Nacional

STF afasta Aécio e nega pedido de prisão; irmã dele e primo são presos

Estadão Conteúdo
| Tempo de leitura: 3 min

Ricardo Moraes/Reuters
Andrea Neves é presa pela Polícia Federal em Belo Horizonte (MG)

O ministro Edson Fachin, do Supremo Tribunal Federal (STF), mandou afastar Aécio Neves, do mandado de senador. Fachin também negou o pedido de prisão feito pela Procuradoria-Geral da República. O senador foi alvo de mandados de busca e apreensão, na manhã desta quinta (18). A irmã dele, Andrea Neves, foi presa pela Polícia Federal em Belo Horizonte, Minas Gerais. 

Ela é acusada de pedir dinheiro para Joesley Batista em nome do irmão - que recebeu R$ 2 milhões do empresário em entrega filmada e registrada. Um primo do presidente do PSDB também foi preso preventivamente pela Polícia Federal.

Frederico Pacheco de Medeiros, conhecido como Fred, teria sido filmado recebendo R$ 2 milhões a mando de Joesley Batista. Além dele, Menderson Souza Lima, assessor do senador Zezé Perrela (PMDB-MG) também foi preso. Todos foram citados na delação de Joesley Batista. Em todos os casos os mandados são de prisão preventiva e foram autorizados pelo STF.

Ao afastar Aécio Neves (PSDB-MG) da função parlamentar ou "de qualquer outra função pública", o ministro Edson Fachin, do Supremo Tribunal Federal (STF), impôs duas medidas cautelares ao tucano: a proibição de contatar qualquer outro investigado ou réu no conjunto de fatos revelados na delação da JBS; e a proibição de se ausentar do País, devendo entregar seu passaporte.
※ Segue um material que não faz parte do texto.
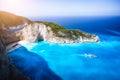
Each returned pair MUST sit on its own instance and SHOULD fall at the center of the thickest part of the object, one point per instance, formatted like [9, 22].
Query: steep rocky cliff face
[7, 71]
[15, 28]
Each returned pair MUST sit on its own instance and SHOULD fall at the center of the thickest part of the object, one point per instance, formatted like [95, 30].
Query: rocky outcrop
[8, 71]
[15, 28]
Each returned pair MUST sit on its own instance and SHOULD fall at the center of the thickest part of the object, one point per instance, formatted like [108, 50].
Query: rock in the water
[8, 71]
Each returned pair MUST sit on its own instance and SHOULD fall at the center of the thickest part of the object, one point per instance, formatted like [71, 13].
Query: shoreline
[13, 46]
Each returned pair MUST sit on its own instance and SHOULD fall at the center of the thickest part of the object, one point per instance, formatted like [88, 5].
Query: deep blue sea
[48, 61]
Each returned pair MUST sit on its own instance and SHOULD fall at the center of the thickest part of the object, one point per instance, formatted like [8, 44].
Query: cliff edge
[15, 28]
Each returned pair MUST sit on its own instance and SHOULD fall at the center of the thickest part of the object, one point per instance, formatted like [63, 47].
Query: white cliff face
[39, 31]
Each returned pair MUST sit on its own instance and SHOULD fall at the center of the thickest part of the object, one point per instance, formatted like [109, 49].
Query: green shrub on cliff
[68, 33]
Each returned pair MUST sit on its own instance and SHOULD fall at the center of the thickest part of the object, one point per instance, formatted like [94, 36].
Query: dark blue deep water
[47, 61]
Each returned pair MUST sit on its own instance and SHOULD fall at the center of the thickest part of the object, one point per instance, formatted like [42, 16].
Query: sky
[62, 7]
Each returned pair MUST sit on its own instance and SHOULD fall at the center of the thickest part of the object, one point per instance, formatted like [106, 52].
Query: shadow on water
[32, 65]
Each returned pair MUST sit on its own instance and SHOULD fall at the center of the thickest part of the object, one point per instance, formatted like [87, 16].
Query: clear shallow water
[69, 61]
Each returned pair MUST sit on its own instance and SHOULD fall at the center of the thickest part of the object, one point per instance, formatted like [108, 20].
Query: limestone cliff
[8, 71]
[14, 28]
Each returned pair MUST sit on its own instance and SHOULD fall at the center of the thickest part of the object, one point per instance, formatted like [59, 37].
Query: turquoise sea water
[71, 61]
A Operação que afastou o tucano foi denominada pela Polícia Federal de Patmos. É uma referência a ilha grega na qual o apóstolo João teria recebido mensagens do apocalipse. Além de Aécio, também foi afastado um dos assessores mais próximos de Michel Temer, o deputado Rocha Loures (PMDB-PR). Ele teria sido filmado recebendo uma mala com R$ 500 mil.

 
 

Decisão de Fachin

O Broadcast Político (serviço de notícias em tempo real do Grupo Estado) teve acesso a trecho da decisão de Fachin que afastou Aécio Neves do mandato de senador e determinou as prisões desta quinta-feira (17). 

O ministro também determinou que os mandados ocorressem com a "máxima discrição" e com a "menor ostensividade".

"Deverá a autoridade policial responsável pelo cumprimento das medidas tomar as cautelas apropriadas, especialmente para preservar a imagem dos presos, evitando qualquer exposição pública. Não se tratando as pessoas em desfavor de quem se impõe a presente medida, de indivíduos perigosos, no sentido físico, deve ser evitado o uso de algemas", ressaltou o ministro em sua decisão.

Fachin também pediu que o plenário do STF analise "no tempo mais breve possível" a deliberação da matéria. "Determino, desde logo, que o Gabinete proceda à inclusão incontinenti em pauta, à luz do calendário como definido pela Presidência, eventual recurso em face desta decisão, a fim de que, no tempo mais breve possível, seja ao exame e à deliberação do colegiado do tribunal pleno submetida a matéria em tela, assim que instruída, se necessário for, a irresignação recursal respectiva", escreveu Fachin.

"Após a execução das medidas cautelares aqui estabelecidas, deverá a autoridade policial e/ou Ministério Público Federal comunicar a este Relator, quando será apreciado o pedido de levantamento de sigilo dos autos", afirmou Fachin.

O ministro encerrou o despacho obtido pela reportagem citando o jurista romano Ulpiano: "Esses são os preceitos do direito: viver honestamente, não causar dano a outrem e dar a cada um o que é seu". A decisão do ministro foi assinada na última quarta-feira, 17.